At some retailers, such as Sam’s Club and Costco, showing a receipt has long been required for everyone leaving the store.

But at other chains, where the practice is applied less consistently, there have been accusations of racial bias. In 2018, home improvement chain Lowe’s announced that it would discontinue its receipt checking practice after a Black customer said he had been asked to show a receipt at two separate locations and that a cashier at one of the locations had said that the employees there don’t normally check receipts because the neighborhood was predominantly white.

Costco, on its website, says the practice exists “to verify that purchased items have been processed correctly by our cashiers.” The explanation continues: “It is our most effective method for maintaining accuracy in inventory control.”

This can be a frustrating experience for shoppers, who often have to wait in two lines after shopping: checkout and then checkout. One response to this has been the addition of self-checkout lanes.

According to a video presented by Walmart executives, Sam’s Club will now have customers go through a door-like portal instead of having an employee stand at the door and review individual receipts, an innovation Crozier described as a reimagining of the future of the retail commerce. The portal is equipped with what Walmart said in a news release was “computer vision and digital technology” to verify purchases.

The technology is currently in 10 locations, but Ms. Crozier told the audience that the company hoped to make the change to all of its approximately 600 locations by the end of the year.

“The interesting thing about this is that we could finally see artificial intelligence working in our everyday lives,” said James R. Bailey, a professor at George Washington University Business School, adding: “And people say, ‘ Well, your phone does this.’ And I said, ‘Well, that’s just computing speed.’ You know, that’s just this, that and the other. I don’t see it. I don’t see the trailer. What Sam’s Club is doing is actually something tangible and visible.”

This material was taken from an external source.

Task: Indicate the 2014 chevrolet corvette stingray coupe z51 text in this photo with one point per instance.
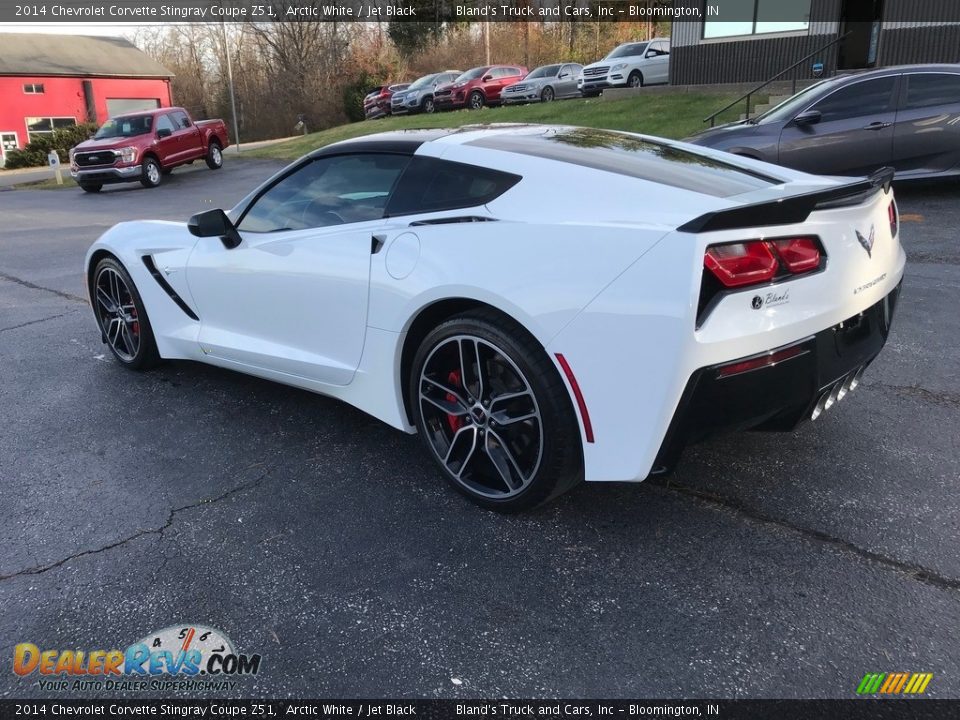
(431, 279)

The use of artificial intelligence is increasingly prevalent in the retail sector, especially since the height of the pandemic, which changed the way customers interact with physical stores. Walmart already uses artificial intelligence to inventory management and as a way to anticipate customer demand. (In an example discussed at the Consumer Electronics ShowWalmart CEO Doug McMillon previewed Walmart’s evolved home delivery service, which will use artificial intelligence to predict when deliveries will be needed based on tracked shopping habits.)

In recent years, Amazon launched its “Just Walk Out” technology, which uses artificial intelligence to allow customers to walk out of a store with their purchases and skip checkout lines entirely as their accounts are automatically debited, although this year Amazon closed eight of its Amazon Go storesindicating that the retailer is still trying to find its place in the physical store space.

Walmart indirectly made a reference to technology by revealing its own attempts to reduce the friction between shopping and going out.

“It’s one thing to enable this easy type of checkout technology in a small store for a handful of items,” Ms. Crozier said. “You’ve all seen it. You can get an apple. A cheese stick. Maybe something as big as a cereal box. But we are doing it at scale.”